We can also use the method re.sub () to replace these multiple delimiters with one as a space "".

Code

import re
line = 'asdf fjdk;afed,fjek,asdf,foo'
result= re.sub(r'[;,s]',' ', line)
print result

Output:
asdf fjdk afed fjek asdf foo

Trouble 8: retrieve information from an HTML file

I want to extract information from an HTML file (see sample data below). Here we need to extract the information available between

Y

except the first numeric index. I have assumed here that the html code below is stored in a string str.

HTML file example (str)

<tr align="center"><td>1</td> <td>Noah</td> <td>Emma</td></tr>
<tr align="center"><td>2</td> <td>Liam</td> <td>Olivia</td></tr>
<tr align="center"><td>3</td> <td>Mason</td> <td>Sophia</td></tr>
<tr align="center"><td>4</td> <td>Jacob</td> <td>Isabella</td></tr>
<tr align="center"><td>5</td> <td>William</td> <td>Ava</td></tr>
<tr align="center"><td>6</td> <td>Ethan</td> <td>My</td></tr>
<tr align="center"><td>7</td> <td HTML>Michael</td> <td>Emily</td></tr>

Solution:

Code

result=re.findall(r'<td>w+</td>s<td>(w+)</td>s<td>(w+)</td>',str)
print result
Output:
[('Noah', 'Emma'), ('Liam', 'Olivia'), ('Mason', 'Sophia'), ('Jacob', 'Isabella'), ('William', 'Ava'), ('Ethan', 'My'), ('Michael', 'Emily')]

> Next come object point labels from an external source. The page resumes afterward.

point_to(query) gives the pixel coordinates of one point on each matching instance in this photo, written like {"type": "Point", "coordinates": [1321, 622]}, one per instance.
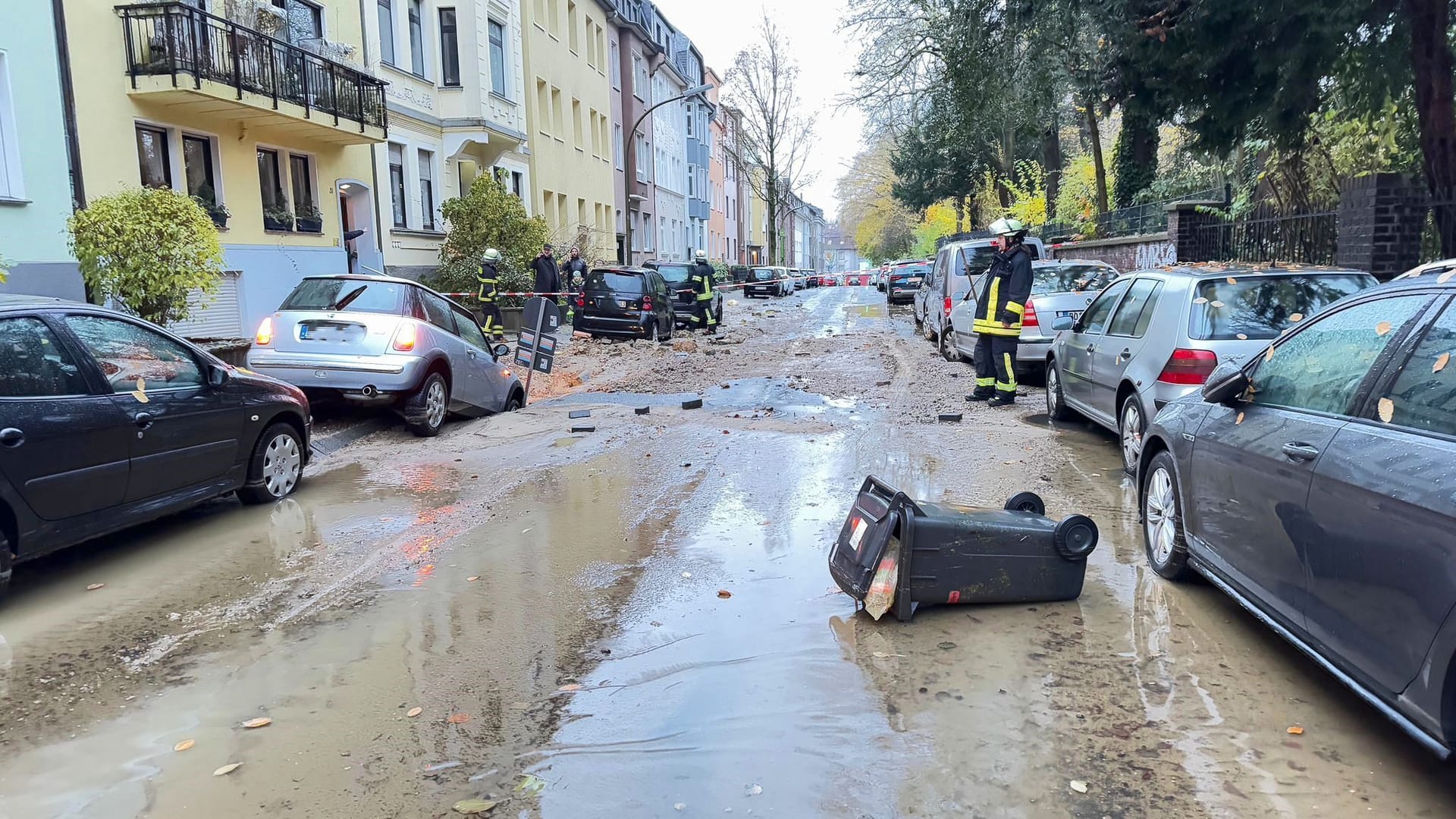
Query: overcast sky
{"type": "Point", "coordinates": [721, 30]}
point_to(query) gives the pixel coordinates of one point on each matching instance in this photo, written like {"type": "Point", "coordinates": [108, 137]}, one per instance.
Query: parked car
{"type": "Point", "coordinates": [1059, 287]}
{"type": "Point", "coordinates": [766, 281]}
{"type": "Point", "coordinates": [108, 422]}
{"type": "Point", "coordinates": [679, 278]}
{"type": "Point", "coordinates": [949, 280]}
{"type": "Point", "coordinates": [905, 280]}
{"type": "Point", "coordinates": [1310, 484]}
{"type": "Point", "coordinates": [1155, 335]}
{"type": "Point", "coordinates": [382, 340]}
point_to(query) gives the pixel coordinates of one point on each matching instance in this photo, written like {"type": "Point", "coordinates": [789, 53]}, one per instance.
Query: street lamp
{"type": "Point", "coordinates": [631, 142]}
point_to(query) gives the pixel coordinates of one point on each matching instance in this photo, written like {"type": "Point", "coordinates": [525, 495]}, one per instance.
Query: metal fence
{"type": "Point", "coordinates": [1270, 237]}
{"type": "Point", "coordinates": [177, 38]}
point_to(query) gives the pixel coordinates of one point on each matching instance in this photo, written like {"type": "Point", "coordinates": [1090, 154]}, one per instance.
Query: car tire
{"type": "Point", "coordinates": [1130, 430]}
{"type": "Point", "coordinates": [427, 407]}
{"type": "Point", "coordinates": [275, 465]}
{"type": "Point", "coordinates": [1056, 401]}
{"type": "Point", "coordinates": [1163, 519]}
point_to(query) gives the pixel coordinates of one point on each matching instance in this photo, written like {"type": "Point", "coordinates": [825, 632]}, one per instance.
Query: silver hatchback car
{"type": "Point", "coordinates": [381, 340]}
{"type": "Point", "coordinates": [1155, 335]}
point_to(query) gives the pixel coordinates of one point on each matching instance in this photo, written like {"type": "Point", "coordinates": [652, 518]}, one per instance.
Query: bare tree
{"type": "Point", "coordinates": [777, 131]}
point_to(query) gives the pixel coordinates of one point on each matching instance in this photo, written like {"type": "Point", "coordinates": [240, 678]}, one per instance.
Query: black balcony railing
{"type": "Point", "coordinates": [178, 39]}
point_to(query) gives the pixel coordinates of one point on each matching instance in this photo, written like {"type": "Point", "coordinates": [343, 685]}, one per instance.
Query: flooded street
{"type": "Point", "coordinates": [638, 623]}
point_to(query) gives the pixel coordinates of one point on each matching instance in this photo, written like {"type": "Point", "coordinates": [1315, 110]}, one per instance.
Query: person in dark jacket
{"type": "Point", "coordinates": [999, 309]}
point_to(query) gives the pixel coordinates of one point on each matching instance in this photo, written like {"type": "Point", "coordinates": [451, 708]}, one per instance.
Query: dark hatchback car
{"type": "Point", "coordinates": [108, 422]}
{"type": "Point", "coordinates": [625, 302]}
{"type": "Point", "coordinates": [679, 278]}
{"type": "Point", "coordinates": [1313, 484]}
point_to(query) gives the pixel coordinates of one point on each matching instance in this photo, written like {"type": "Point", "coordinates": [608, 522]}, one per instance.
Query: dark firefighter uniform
{"type": "Point", "coordinates": [490, 309]}
{"type": "Point", "coordinates": [998, 324]}
{"type": "Point", "coordinates": [704, 297]}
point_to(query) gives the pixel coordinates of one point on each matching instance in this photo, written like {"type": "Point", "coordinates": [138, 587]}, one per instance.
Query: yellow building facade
{"type": "Point", "coordinates": [262, 111]}
{"type": "Point", "coordinates": [568, 104]}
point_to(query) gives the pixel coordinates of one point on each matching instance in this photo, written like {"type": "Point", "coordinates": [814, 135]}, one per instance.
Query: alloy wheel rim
{"type": "Point", "coordinates": [281, 465]}
{"type": "Point", "coordinates": [436, 404]}
{"type": "Point", "coordinates": [1159, 515]}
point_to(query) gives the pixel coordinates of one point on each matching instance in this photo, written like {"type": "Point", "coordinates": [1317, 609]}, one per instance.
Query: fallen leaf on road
{"type": "Point", "coordinates": [475, 806]}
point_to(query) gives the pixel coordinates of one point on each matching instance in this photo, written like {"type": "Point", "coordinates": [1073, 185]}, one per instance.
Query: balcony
{"type": "Point", "coordinates": [185, 55]}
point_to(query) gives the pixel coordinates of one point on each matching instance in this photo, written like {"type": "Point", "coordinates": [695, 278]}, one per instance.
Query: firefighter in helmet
{"type": "Point", "coordinates": [999, 309]}
{"type": "Point", "coordinates": [490, 287]}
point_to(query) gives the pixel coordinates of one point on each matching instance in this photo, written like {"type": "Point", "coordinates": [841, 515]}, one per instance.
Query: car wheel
{"type": "Point", "coordinates": [1130, 428]}
{"type": "Point", "coordinates": [1056, 403]}
{"type": "Point", "coordinates": [948, 349]}
{"type": "Point", "coordinates": [425, 410]}
{"type": "Point", "coordinates": [1163, 519]}
{"type": "Point", "coordinates": [275, 466]}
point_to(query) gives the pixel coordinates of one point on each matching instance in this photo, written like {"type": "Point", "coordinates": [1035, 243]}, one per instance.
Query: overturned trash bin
{"type": "Point", "coordinates": [916, 553]}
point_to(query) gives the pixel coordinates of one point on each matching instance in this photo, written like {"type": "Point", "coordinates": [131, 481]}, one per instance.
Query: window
{"type": "Point", "coordinates": [1094, 321]}
{"type": "Point", "coordinates": [397, 183]}
{"type": "Point", "coordinates": [156, 159]}
{"type": "Point", "coordinates": [497, 57]}
{"type": "Point", "coordinates": [34, 365]}
{"type": "Point", "coordinates": [450, 50]}
{"type": "Point", "coordinates": [1136, 311]}
{"type": "Point", "coordinates": [417, 38]}
{"type": "Point", "coordinates": [133, 357]}
{"type": "Point", "coordinates": [386, 31]}
{"type": "Point", "coordinates": [1424, 394]}
{"type": "Point", "coordinates": [305, 205]}
{"type": "Point", "coordinates": [1321, 366]}
{"type": "Point", "coordinates": [427, 190]}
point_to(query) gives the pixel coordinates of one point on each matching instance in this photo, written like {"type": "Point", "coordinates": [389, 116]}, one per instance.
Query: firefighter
{"type": "Point", "coordinates": [704, 289]}
{"type": "Point", "coordinates": [490, 287]}
{"type": "Point", "coordinates": [999, 309]}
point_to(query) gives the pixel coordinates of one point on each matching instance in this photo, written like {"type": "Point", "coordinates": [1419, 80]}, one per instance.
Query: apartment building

You can read the html file using urllib2 library (see code below).

Code

import urllib2
response = urllib2.urlopen('')
html = response.read()

Final notes

In this post, we discussed about the regular expression, the methods and metacharacters to form a regular expression. We have also analyzed several examples to see the practical uses of it.. Here I have tried to introduce you to regex and cover the most common methods for solving maximum regex problems..

Was the post helpful? Let us know your thoughts on this guide in the comment section below..

If you like what you have just read and want to continue learning about analytics, subscribe to our emails, Follow us on twitter or like ours page the Facebook.

Subscribe to our Newsletter

We will not send you SPAM mail. We hate it as much as you.